Souple et très agile, femme, feuille d'automne,
Que l'on marie au vent, qui lentement la berce,
L'entraînant dans ces bras divins et invisibles,
Tourbillonnant dans l'air, vraie valse irrésistible,
Tu es insaisissable et en nous tu exerces
Un attrait merveilleux qui souvent nous étonne !
Volatile, impalpable, étonnante et sacrée,
Reflet des multiples miroirs de toute vie,
Fil d'Ariane et d'argent que l'on croit bien saisir
Et qui se fond dans les ténèbres du désir;
Tu es cette pensée, orientale, établie
De l'incompréhension que l'on voudrait percer...
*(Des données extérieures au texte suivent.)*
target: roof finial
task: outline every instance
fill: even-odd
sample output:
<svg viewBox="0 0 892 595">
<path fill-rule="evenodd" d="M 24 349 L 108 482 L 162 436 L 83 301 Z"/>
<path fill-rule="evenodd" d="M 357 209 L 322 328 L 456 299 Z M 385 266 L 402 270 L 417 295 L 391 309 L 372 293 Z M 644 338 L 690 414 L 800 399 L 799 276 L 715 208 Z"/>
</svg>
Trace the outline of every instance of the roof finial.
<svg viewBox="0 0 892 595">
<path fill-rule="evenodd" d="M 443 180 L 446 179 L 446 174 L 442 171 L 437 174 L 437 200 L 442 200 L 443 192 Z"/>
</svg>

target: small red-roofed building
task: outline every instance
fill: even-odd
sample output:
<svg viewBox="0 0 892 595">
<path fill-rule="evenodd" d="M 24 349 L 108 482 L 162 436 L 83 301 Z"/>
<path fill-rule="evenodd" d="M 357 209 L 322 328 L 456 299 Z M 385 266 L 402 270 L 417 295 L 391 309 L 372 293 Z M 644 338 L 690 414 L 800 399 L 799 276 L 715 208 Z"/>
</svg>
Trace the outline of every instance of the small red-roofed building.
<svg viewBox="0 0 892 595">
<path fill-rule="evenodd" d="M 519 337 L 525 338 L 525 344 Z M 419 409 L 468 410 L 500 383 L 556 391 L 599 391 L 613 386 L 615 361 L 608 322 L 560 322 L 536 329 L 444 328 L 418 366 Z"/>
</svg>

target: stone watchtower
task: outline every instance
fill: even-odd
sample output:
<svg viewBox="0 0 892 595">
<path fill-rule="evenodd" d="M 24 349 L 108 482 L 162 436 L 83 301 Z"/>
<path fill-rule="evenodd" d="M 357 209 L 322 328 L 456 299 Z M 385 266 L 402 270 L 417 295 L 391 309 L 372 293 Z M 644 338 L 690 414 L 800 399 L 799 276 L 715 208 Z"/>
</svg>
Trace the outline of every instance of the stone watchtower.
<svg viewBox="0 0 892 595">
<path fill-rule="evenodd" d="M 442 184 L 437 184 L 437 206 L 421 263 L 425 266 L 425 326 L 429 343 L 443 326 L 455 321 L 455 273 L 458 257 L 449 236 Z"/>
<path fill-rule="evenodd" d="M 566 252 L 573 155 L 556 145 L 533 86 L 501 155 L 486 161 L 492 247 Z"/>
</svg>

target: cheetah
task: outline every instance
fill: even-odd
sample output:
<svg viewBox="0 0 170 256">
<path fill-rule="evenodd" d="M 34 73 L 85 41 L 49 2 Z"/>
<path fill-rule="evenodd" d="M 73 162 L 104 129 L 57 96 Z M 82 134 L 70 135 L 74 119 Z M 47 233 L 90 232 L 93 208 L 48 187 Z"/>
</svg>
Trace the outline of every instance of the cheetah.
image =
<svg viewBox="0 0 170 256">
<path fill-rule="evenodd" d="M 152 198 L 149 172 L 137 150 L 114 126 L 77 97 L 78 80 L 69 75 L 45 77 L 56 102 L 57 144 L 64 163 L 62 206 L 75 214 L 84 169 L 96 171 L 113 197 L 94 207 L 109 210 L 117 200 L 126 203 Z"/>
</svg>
Toi, femme, arbre de vie, tu plonges tes racines
Dans cette humanité; Etrange et beau tableau;
Comme la terre, en plus, tu ouvres tes entrailles
En de tendres sanglots, en d'ultimes batailles,
D'où jaillissent parfois, aussi nombreux que beaux
Tes enfants de l'amour qu'en ton sein tu dessines...
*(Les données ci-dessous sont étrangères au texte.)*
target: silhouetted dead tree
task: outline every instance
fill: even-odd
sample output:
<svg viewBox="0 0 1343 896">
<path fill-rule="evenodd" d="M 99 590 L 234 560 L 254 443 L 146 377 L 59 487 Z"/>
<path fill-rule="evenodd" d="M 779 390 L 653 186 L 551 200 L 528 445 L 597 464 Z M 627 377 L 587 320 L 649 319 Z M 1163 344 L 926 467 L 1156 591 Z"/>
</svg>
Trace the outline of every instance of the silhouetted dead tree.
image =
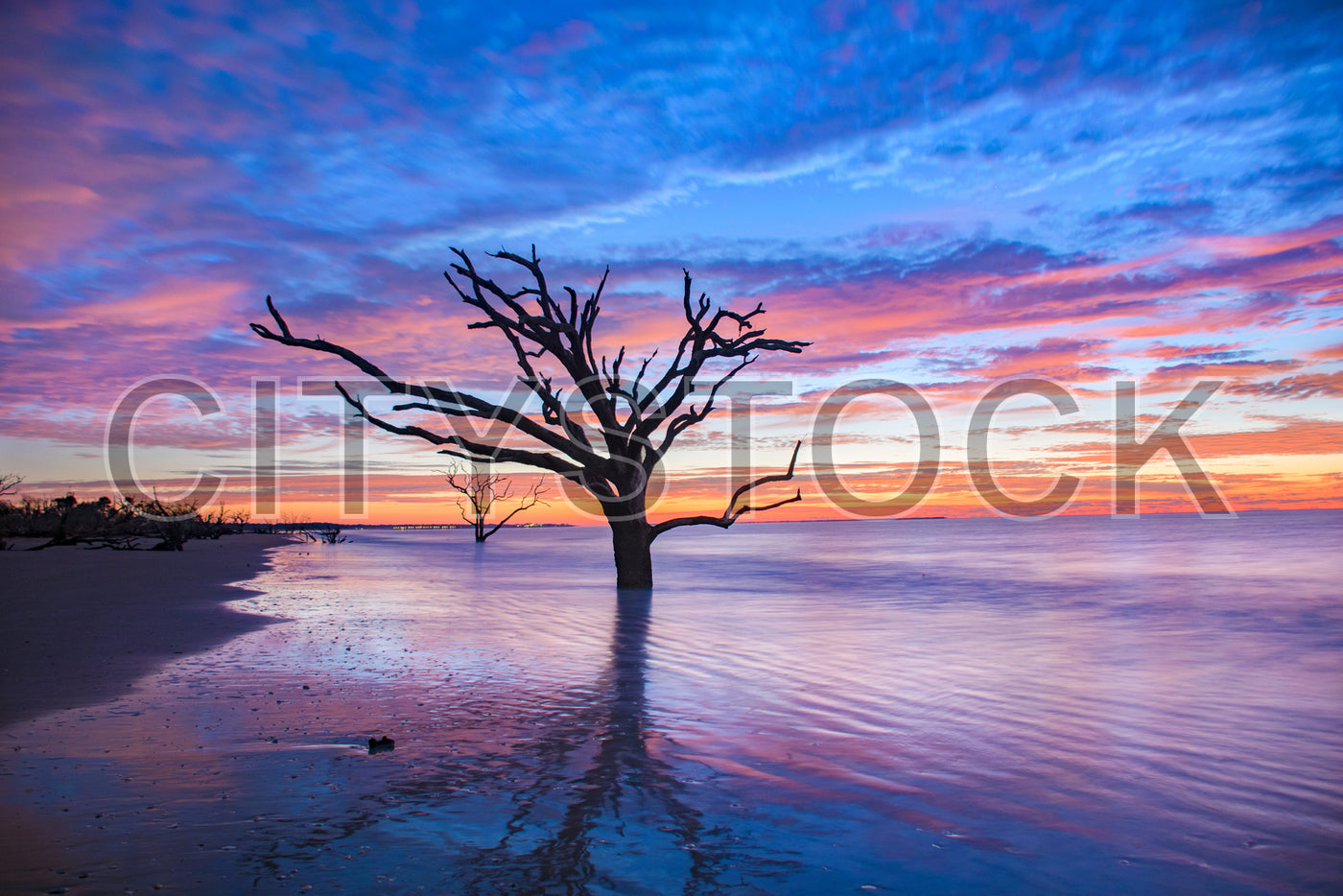
<svg viewBox="0 0 1343 896">
<path fill-rule="evenodd" d="M 545 504 L 541 500 L 541 496 L 545 494 L 545 486 L 540 481 L 533 482 L 532 488 L 526 492 L 514 496 L 513 480 L 500 473 L 485 473 L 478 469 L 467 470 L 459 466 L 439 470 L 439 473 L 443 474 L 449 488 L 462 496 L 457 502 L 457 509 L 461 512 L 462 519 L 471 524 L 477 544 L 485 544 L 485 539 L 498 532 L 504 528 L 504 524 L 522 510 L 529 510 L 537 504 Z M 489 524 L 490 514 L 498 512 L 500 505 L 506 501 L 517 501 L 517 506 L 492 527 Z"/>
<path fill-rule="evenodd" d="M 23 477 L 17 473 L 0 473 L 0 497 L 16 493 L 21 482 Z"/>
<path fill-rule="evenodd" d="M 526 437 L 533 447 L 489 445 L 471 431 L 435 433 L 414 423 L 395 423 L 371 412 L 364 399 L 336 383 L 345 400 L 373 426 L 398 435 L 412 435 L 439 446 L 442 454 L 465 461 L 522 463 L 556 473 L 583 485 L 599 502 L 611 527 L 615 552 L 616 586 L 649 588 L 653 586 L 653 540 L 682 525 L 710 524 L 727 528 L 749 512 L 770 510 L 792 501 L 802 493 L 761 506 L 745 502 L 749 493 L 768 482 L 792 478 L 799 442 L 792 451 L 788 472 L 767 476 L 743 485 L 720 516 L 694 516 L 667 520 L 657 525 L 646 516 L 647 488 L 654 467 L 686 429 L 704 420 L 714 408 L 719 392 L 737 373 L 755 363 L 760 352 L 798 353 L 810 343 L 766 337 L 757 318 L 764 306 L 749 312 L 714 309 L 708 296 L 696 298 L 690 292 L 690 273 L 685 271 L 681 305 L 685 334 L 676 355 L 661 369 L 650 371 L 657 356 L 643 359 L 633 377 L 626 368 L 622 347 L 616 355 L 600 359 L 592 347 L 592 334 L 600 313 L 602 290 L 610 269 L 596 290 L 586 300 L 569 287 L 552 294 L 541 271 L 536 247 L 532 257 L 490 253 L 526 273 L 529 283 L 508 290 L 479 273 L 467 254 L 454 249 L 458 262 L 443 275 L 463 302 L 477 308 L 485 320 L 469 329 L 497 329 L 513 348 L 520 380 L 541 402 L 540 419 L 510 403 L 494 403 L 469 392 L 400 380 L 360 353 L 321 337 L 294 336 L 289 324 L 267 296 L 266 306 L 278 332 L 262 324 L 252 330 L 283 345 L 336 355 L 377 379 L 392 395 L 415 400 L 393 406 L 393 411 L 428 411 L 454 418 L 500 420 Z M 454 277 L 455 273 L 455 277 Z M 552 364 L 552 367 L 543 367 Z M 557 367 L 557 369 L 556 369 Z M 633 367 L 633 363 L 631 363 Z M 709 373 L 705 368 L 717 368 Z M 710 379 L 701 382 L 701 373 Z M 560 377 L 560 384 L 556 383 Z M 561 386 L 568 382 L 568 387 Z M 568 396 L 564 390 L 571 388 Z M 692 403 L 692 395 L 701 400 Z M 592 422 L 595 420 L 595 426 Z"/>
</svg>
Toi femme d'Occident, ou toi femme d'Orient,
Sous ton grand voile blanc, tremblante, immaculée,
Comme un disque d'argent, tu es belle et vibrante
À la fois serpentine et sirène chantante,
Te déplaçant dans l'air, de mille pas légers;
Un spectacle de rêve, un spectacle d'enfant.
Toi la femme Diva, toi, la Divine reine,
Tu charmes l'oreille de ta voix cristalline,
Tes cris percent la nuit, étonnante complainte;
Tu retiens tes soupirs, tu écrases tes plaintes
Malgré tous les ragots qui parfois t'assassinent,
Tu resteras toujours, la femme souveraine !!!